The present invention generally relates to the field of speech recognition systems, and more particularly relates to systems that detect a user's intent to utilize a push-and-hold audio input mode or a push-and-release audio input mode.
With the advent of pagers, mobile phones, and other wireless devices, the wireless service industry has grown into a multi-billion-dollar industry. The bulk of the revenues for Wireless Service Providers (WSPs) originate from subscriptions. As such, a WSP's ability to run a successful network is dependent on the quality of service provided to subscribers.
Recently, speech recognition has enjoyed success in the wireless service industry. Speech recognition is used for a variety of applications and services. For example, a wireless service subscriber can be provided with a speed-dial feature whereby the subscriber speaks the name of a recipient of a call into the wireless device. The recipient's name is recognized using speech recognition and a call is initiated between the subscriber and the recipient. In another example, a caller information service (e.g., 411) can utilize speech recognition to recognize the name and/or a location of a recipient to whom a subscriber is attempting to call. Further uses of speech recognition can be for performing functions within the device itself, such as setting the ring mode to vibrate, adjusting the ring volume, setting a calendar event, and many others.

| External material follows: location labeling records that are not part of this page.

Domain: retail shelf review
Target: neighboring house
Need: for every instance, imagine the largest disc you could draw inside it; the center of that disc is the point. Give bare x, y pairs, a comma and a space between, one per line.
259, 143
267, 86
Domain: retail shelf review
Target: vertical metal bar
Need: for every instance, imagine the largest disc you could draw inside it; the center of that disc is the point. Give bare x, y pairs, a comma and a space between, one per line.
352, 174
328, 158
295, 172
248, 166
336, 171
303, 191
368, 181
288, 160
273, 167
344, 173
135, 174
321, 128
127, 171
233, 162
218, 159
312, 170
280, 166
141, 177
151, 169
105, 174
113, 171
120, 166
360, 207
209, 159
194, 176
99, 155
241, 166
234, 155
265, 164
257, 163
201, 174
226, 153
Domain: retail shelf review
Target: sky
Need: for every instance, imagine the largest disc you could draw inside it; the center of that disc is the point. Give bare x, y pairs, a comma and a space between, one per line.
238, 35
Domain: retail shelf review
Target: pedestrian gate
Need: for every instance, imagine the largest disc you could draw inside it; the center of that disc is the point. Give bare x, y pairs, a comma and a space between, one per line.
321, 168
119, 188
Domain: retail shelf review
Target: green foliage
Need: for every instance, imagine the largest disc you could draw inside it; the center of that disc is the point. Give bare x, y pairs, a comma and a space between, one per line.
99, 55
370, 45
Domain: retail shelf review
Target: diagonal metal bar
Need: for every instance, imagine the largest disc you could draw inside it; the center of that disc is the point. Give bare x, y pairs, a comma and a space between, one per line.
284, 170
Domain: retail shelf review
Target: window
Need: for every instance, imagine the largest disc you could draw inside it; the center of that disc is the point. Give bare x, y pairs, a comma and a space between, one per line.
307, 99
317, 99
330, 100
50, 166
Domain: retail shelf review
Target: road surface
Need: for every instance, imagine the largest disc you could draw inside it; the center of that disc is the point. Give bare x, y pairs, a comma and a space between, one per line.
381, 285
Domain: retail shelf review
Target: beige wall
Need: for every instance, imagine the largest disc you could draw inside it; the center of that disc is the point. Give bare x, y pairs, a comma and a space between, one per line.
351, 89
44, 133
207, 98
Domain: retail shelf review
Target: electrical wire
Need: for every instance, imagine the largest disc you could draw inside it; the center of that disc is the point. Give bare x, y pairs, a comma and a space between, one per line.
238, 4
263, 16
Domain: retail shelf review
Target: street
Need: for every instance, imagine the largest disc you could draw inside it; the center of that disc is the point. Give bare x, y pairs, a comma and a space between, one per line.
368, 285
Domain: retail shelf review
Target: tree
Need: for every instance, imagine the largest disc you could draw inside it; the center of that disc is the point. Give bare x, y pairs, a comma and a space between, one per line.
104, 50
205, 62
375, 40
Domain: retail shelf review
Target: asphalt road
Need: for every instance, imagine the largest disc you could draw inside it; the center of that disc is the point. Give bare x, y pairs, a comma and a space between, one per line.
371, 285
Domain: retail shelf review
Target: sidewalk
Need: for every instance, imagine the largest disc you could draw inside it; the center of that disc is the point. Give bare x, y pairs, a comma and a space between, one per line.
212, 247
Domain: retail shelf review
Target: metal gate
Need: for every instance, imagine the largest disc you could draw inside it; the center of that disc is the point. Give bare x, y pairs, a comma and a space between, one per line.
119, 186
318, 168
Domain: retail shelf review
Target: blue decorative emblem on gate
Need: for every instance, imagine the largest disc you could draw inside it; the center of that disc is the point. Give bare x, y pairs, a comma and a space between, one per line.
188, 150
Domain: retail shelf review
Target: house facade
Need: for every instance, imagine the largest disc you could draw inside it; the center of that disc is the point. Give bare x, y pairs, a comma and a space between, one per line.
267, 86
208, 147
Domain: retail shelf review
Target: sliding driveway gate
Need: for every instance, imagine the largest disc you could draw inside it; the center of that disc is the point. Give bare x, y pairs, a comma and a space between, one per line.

To initiate a speech-recognition mode, a user must indicate to the device that the mode is desired. Conventional methods of initiating the speech recognition mode have been to either press and hold (PAH) a button or to press and release (PAR) the button. With the PAH method, the device inputs the user's audio stream as long as the button remains depressed. Once the button is released, the device immediately stops accepting the audio input. In the PAR mode, a user presses the button and releases the button quickly thereafter. Upon the initial button depression, the device begins inputting an audio stream. The device continues to accept the audio stream until the button is again depressed by the user, or by another form of user input from the user.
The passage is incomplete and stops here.